- Tuesday, August 20, 2013

It’s an idea that’s a few onion rings short of a happy meal, but it’s a whopper of a scheme from organized labor in its latest attempt to iron out the kinks in the union label.

The Service Employees International Union has joined the usual coterie of community agitators to unionize employees of fast-food restaurants. For the past few months, union-backed fast-food workers have been staging what they call “impromptu” (albeit highly orchestrated) wildcat strikes for higher wages, mostly in New York and other big cities.

The same labor chiefs who have been dismissive of the fast-food sector as “burger-flipping jobs” now want to organize what the Labor Union Report blog calls the “french-frying proletariat.” Big Labor is looking to the lowly burger bourgeoisie to reverse a decades-long slide in union membership to just 7 million members, or 6.6 percent of the private-sector workforce, according to 2012 Labor Department figures.

Under the banner of “Fight for $15,” they’re seeking double the federal minimum wage of $7.25 an hour.

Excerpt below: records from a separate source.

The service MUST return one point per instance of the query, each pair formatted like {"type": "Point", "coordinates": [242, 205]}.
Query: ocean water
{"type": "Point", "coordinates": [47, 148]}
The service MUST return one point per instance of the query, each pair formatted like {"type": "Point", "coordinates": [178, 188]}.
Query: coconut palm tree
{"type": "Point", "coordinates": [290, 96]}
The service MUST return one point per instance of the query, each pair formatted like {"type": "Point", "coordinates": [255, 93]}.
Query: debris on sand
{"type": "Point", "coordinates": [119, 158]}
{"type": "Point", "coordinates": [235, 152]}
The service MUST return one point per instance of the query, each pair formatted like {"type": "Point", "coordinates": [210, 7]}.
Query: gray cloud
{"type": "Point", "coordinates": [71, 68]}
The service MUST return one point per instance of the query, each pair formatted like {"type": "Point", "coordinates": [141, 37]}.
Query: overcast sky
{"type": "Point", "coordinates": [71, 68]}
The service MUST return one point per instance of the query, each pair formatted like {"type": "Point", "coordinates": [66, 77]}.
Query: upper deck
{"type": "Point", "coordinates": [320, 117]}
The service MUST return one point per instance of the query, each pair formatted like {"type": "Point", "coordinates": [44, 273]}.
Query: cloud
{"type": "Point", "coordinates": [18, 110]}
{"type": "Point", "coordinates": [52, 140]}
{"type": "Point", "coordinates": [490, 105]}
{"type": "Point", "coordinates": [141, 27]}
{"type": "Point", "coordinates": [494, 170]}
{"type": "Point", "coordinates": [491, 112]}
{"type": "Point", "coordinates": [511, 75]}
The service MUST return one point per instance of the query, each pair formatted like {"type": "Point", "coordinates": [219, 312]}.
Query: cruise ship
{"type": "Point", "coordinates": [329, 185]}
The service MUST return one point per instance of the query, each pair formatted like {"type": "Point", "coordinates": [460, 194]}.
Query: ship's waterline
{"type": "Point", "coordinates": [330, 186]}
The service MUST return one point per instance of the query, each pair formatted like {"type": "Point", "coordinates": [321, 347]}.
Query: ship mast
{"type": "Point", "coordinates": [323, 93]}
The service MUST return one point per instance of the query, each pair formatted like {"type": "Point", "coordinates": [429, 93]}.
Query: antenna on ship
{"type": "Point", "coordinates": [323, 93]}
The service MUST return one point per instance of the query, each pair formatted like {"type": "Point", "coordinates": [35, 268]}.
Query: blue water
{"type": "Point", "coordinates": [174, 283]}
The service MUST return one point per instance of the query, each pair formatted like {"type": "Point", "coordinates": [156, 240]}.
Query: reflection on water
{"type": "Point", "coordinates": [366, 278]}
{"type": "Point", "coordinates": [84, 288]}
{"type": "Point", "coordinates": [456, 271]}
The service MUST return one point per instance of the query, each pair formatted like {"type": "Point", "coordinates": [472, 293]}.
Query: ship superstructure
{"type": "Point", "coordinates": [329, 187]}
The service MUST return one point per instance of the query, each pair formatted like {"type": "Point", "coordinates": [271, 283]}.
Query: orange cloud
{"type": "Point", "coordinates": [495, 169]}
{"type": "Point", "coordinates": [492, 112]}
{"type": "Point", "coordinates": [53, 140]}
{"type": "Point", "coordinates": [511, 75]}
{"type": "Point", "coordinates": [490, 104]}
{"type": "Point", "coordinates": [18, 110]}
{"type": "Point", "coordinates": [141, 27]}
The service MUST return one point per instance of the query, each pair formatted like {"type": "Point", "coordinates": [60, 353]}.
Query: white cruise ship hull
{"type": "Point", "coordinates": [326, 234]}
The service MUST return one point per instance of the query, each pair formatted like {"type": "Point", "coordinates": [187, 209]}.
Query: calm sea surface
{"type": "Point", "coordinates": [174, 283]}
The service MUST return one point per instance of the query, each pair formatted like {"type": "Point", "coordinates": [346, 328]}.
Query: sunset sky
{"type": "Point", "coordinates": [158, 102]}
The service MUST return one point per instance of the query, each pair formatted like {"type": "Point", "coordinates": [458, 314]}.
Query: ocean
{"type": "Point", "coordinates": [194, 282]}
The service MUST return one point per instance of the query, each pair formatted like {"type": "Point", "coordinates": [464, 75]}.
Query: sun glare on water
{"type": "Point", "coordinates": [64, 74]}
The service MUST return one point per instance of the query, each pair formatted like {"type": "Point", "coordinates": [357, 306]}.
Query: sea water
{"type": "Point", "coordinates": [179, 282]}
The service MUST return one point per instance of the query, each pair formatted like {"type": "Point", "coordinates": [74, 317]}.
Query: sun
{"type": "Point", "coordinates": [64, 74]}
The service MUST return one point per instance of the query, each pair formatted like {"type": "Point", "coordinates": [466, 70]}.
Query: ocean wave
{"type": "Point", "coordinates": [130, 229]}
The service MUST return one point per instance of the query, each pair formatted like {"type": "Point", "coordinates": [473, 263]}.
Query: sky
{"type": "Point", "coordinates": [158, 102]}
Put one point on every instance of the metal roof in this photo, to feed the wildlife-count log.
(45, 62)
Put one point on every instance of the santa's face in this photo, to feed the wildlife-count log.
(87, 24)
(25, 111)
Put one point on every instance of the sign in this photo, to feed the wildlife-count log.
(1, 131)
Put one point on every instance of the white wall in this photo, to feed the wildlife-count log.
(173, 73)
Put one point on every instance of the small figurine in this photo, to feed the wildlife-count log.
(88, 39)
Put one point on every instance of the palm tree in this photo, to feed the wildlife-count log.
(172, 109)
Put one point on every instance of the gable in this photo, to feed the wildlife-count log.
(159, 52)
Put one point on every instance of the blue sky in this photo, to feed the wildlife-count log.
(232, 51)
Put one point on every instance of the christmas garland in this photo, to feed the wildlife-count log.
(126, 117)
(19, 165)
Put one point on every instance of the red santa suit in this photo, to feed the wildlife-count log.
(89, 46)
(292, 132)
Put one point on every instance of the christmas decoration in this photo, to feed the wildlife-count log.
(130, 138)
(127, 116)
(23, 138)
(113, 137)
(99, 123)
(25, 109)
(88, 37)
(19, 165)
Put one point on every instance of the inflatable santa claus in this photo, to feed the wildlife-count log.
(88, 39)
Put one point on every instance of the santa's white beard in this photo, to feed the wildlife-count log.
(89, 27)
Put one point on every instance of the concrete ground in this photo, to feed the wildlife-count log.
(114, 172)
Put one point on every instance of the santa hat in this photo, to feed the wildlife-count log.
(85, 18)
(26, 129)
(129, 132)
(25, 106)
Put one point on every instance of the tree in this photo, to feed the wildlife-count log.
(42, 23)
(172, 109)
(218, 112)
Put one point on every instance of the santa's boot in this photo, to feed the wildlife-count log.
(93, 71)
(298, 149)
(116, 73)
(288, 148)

That’s even higher — and more unrealistic — than the $12.50 hourly the D.C. Council is trying to impose on big-box stores in Washington.

Expecting fast-food restaurants to pay $15 an hour for these jobs, most of them entry-level, is divorced from market-based reality, where the law of supply and demand sets wages. This unrealistically high pay is called “living wages” by the left, most of whose worthies have never had to meet a payroll. If “Fight for $15” is “fair,” wouldn’t “Tussle for $20” be even fairer? But then employers would hire the absolute minimum number of workers necessary to get the job done. As the organizing union knows, this would have an “escalator effect,” and $15-an-hour workers would demand still more.

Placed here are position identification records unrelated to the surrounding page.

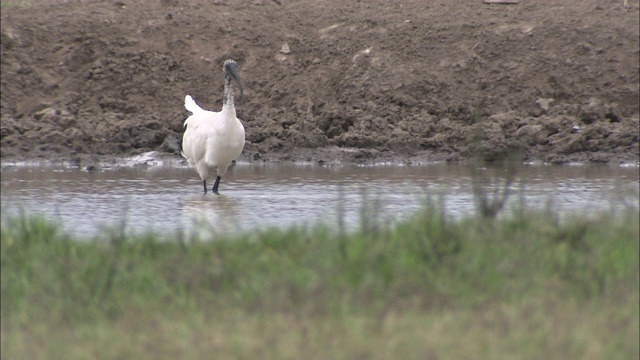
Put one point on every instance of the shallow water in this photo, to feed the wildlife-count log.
(169, 199)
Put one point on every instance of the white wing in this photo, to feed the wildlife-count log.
(191, 105)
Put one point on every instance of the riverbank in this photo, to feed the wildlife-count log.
(337, 81)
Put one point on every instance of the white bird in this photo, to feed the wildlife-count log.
(212, 140)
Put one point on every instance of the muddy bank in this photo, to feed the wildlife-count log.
(552, 81)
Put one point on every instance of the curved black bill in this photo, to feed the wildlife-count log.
(232, 69)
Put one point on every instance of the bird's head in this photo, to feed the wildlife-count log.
(230, 69)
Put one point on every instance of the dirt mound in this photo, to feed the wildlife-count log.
(550, 80)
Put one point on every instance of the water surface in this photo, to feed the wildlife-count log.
(168, 199)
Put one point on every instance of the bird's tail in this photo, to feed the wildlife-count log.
(191, 105)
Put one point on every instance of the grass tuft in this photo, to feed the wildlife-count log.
(526, 285)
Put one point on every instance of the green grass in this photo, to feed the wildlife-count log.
(519, 287)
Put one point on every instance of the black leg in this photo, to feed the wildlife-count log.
(215, 185)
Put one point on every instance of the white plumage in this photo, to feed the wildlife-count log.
(212, 140)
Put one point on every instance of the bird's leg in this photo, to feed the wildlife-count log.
(215, 185)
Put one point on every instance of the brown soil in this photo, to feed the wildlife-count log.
(326, 80)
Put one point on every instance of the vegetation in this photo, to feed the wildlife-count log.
(519, 287)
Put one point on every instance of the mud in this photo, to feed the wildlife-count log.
(331, 80)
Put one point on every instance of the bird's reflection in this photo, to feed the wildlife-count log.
(211, 213)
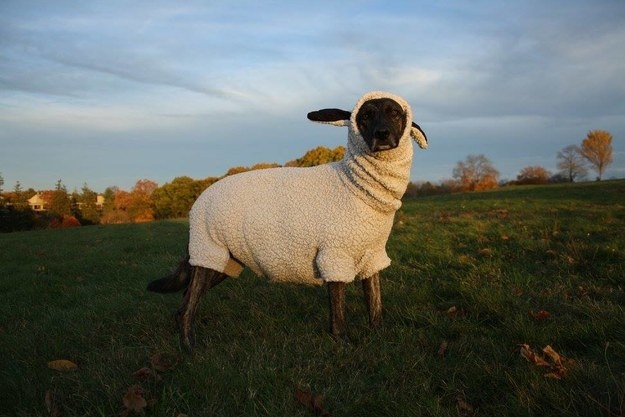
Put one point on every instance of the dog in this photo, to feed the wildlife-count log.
(381, 122)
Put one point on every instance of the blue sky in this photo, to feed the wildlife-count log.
(110, 92)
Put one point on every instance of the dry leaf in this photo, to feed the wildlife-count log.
(442, 348)
(163, 362)
(52, 404)
(134, 400)
(540, 315)
(486, 252)
(556, 366)
(555, 357)
(531, 356)
(311, 401)
(62, 365)
(148, 374)
(464, 408)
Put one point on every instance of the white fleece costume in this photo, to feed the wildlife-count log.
(307, 225)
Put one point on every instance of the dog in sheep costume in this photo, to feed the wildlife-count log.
(328, 223)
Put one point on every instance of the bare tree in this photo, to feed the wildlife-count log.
(597, 149)
(475, 173)
(571, 163)
(533, 175)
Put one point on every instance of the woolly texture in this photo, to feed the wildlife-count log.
(324, 223)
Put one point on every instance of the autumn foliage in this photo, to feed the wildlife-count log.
(597, 150)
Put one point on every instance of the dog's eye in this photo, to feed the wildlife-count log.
(366, 115)
(396, 114)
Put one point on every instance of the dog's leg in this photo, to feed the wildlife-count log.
(338, 326)
(373, 299)
(202, 279)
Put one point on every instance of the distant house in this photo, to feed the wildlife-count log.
(40, 201)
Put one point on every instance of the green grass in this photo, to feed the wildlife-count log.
(494, 257)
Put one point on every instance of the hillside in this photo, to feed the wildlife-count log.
(480, 284)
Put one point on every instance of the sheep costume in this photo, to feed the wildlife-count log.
(319, 224)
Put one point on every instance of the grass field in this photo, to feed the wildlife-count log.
(474, 278)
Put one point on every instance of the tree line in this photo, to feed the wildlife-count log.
(148, 201)
(477, 172)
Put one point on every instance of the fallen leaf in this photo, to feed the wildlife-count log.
(134, 400)
(442, 348)
(555, 357)
(311, 401)
(557, 370)
(486, 252)
(540, 315)
(531, 356)
(148, 374)
(52, 404)
(464, 408)
(163, 362)
(62, 365)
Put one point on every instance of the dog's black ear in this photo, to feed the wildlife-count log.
(419, 136)
(336, 117)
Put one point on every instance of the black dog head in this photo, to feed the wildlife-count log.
(381, 123)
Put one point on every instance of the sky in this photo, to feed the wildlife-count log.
(106, 93)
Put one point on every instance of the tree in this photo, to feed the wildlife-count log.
(571, 163)
(475, 173)
(318, 156)
(533, 175)
(60, 204)
(140, 201)
(597, 149)
(87, 200)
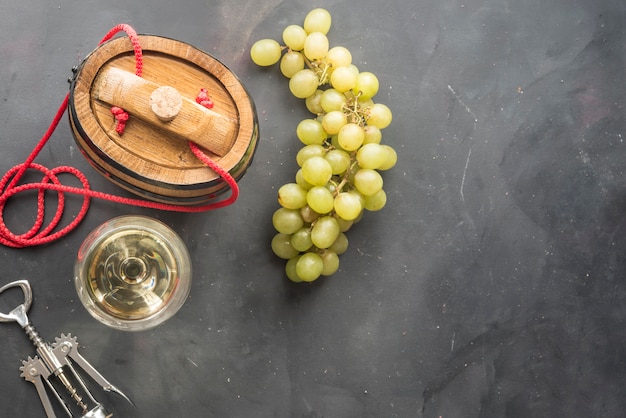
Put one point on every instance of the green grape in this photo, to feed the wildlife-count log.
(300, 181)
(351, 136)
(344, 225)
(308, 214)
(354, 69)
(332, 99)
(365, 104)
(368, 181)
(301, 240)
(338, 174)
(330, 262)
(294, 36)
(303, 84)
(292, 196)
(317, 171)
(340, 245)
(287, 221)
(265, 52)
(379, 115)
(339, 56)
(372, 156)
(348, 206)
(281, 246)
(339, 161)
(317, 20)
(366, 85)
(315, 46)
(313, 150)
(291, 63)
(310, 132)
(309, 267)
(334, 142)
(392, 158)
(343, 79)
(290, 269)
(375, 202)
(333, 121)
(313, 102)
(373, 135)
(324, 231)
(320, 199)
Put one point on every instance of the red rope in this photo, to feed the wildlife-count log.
(39, 234)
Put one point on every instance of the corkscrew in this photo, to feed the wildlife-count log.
(53, 369)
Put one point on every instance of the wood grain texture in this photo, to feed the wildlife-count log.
(152, 157)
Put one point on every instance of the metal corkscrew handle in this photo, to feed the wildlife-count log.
(57, 361)
(19, 313)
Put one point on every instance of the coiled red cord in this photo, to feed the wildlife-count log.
(39, 233)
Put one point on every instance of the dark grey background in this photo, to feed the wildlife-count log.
(491, 285)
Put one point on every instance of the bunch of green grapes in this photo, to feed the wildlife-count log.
(342, 153)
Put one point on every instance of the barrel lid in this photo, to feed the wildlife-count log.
(152, 157)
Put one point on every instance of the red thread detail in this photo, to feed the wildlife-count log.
(121, 116)
(39, 234)
(204, 99)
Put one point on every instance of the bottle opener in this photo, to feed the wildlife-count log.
(53, 368)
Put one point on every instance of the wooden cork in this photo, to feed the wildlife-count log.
(192, 122)
(166, 102)
(152, 157)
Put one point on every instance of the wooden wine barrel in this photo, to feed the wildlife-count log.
(152, 157)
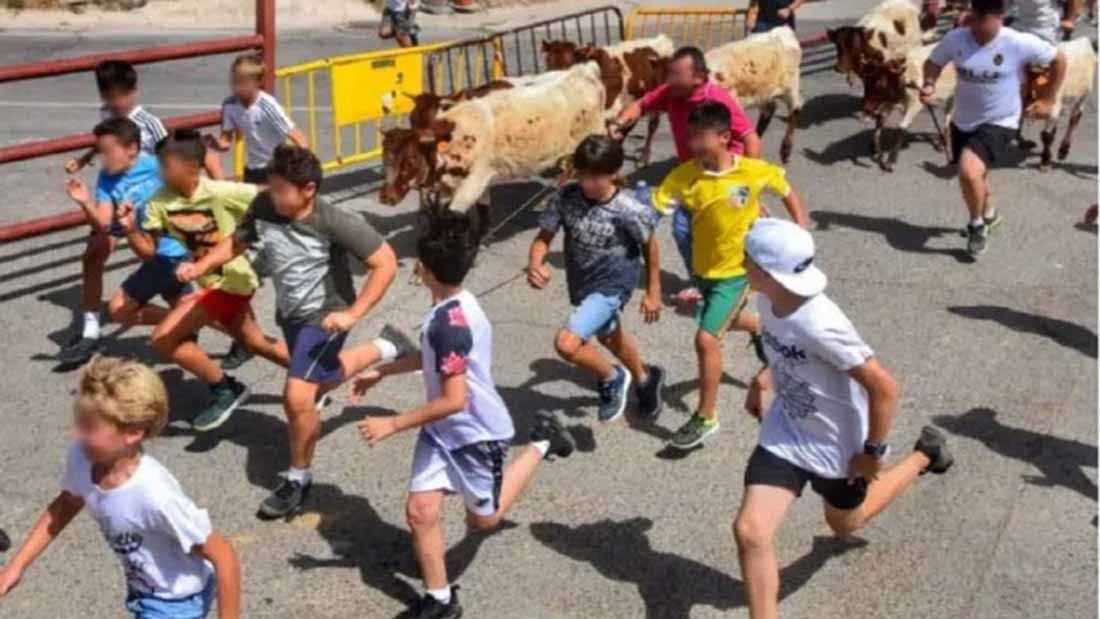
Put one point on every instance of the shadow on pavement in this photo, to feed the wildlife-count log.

The hardest hit would be the very workers the fast-food push is intended to help, unskilled young people and minorities for whom “burger-flipping” is their entree to the workforce and the first rung on the economic ladder. Behind the grill and counter is where they learn punctuality, following instructions, customer relations and personal finance that will serve them in better jobs throughout their lives. Serving McNuggets, fried chicken or tacos and pouring grande mocha lattes is not typically a long-term career, although those jobs can lead to splendid careers in managing and owning restaurants.

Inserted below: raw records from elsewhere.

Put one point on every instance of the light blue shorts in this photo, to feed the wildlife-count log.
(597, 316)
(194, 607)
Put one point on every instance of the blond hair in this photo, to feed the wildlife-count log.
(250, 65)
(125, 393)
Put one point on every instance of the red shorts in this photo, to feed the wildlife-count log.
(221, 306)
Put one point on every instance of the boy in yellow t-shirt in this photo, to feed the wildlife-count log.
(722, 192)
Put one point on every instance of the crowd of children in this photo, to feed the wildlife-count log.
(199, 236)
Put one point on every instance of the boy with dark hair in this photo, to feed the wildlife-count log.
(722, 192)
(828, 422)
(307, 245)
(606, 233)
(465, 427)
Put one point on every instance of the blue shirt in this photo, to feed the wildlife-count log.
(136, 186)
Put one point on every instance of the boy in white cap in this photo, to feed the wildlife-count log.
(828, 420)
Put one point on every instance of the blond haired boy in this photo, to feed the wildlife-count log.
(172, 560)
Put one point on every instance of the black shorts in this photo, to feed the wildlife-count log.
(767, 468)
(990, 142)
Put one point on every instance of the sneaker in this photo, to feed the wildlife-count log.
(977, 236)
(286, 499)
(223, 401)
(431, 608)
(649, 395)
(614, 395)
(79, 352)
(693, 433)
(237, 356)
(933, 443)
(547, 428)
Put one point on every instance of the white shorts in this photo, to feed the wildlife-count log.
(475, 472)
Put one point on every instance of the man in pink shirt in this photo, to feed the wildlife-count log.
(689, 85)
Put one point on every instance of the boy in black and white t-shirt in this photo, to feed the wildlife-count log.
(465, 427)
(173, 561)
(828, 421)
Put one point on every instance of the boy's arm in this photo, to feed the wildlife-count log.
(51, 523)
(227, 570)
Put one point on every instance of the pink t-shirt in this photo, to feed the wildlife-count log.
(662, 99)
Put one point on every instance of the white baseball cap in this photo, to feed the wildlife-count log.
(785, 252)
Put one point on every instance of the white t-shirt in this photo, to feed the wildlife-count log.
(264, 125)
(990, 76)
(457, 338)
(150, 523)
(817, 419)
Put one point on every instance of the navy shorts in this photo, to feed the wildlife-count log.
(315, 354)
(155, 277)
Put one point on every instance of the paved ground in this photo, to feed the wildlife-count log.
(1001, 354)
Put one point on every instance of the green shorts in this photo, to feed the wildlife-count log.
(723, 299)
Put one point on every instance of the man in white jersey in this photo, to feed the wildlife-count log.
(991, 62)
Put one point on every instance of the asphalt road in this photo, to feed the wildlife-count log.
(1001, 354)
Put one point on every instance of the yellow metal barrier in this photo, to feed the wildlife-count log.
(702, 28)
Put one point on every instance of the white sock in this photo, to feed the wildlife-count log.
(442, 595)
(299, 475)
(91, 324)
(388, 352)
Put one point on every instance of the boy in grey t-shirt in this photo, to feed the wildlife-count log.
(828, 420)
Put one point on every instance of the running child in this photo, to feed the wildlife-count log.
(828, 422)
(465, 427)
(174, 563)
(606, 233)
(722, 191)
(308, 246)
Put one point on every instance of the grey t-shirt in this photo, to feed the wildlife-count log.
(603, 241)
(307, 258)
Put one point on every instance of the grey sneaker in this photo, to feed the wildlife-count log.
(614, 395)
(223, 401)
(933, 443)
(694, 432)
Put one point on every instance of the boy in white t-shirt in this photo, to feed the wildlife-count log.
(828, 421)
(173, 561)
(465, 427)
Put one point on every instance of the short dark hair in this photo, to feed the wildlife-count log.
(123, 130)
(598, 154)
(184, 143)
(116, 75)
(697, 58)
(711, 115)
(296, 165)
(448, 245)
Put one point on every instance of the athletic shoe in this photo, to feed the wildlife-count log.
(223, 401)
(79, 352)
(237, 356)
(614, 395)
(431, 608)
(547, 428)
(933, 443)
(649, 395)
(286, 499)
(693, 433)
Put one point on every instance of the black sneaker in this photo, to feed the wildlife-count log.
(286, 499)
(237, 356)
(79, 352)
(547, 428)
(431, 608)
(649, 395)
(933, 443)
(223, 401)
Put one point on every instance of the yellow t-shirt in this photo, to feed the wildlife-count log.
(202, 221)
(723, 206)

Organizing fast-food workers is a cynical move by the SEIU, which would collect initiation fees from every new worker hired. High turnover in the industry would make it easy and profitable if the SEIU organizers get to have it their way. Initiation fees alone would make it worth their while.

The money to pay these higher wages has to come from somewhere — it always does — and the cost of hiring would necessarily double the price of other things that go into the kitchen. It doesn’t take a Hamburglar, a freckle-faced little girl in pigtails or a Kentucky colonel to figure out that doubling the price would take the happy out of a happy meal and put an Evil Grimace on the faces of the fast-food set.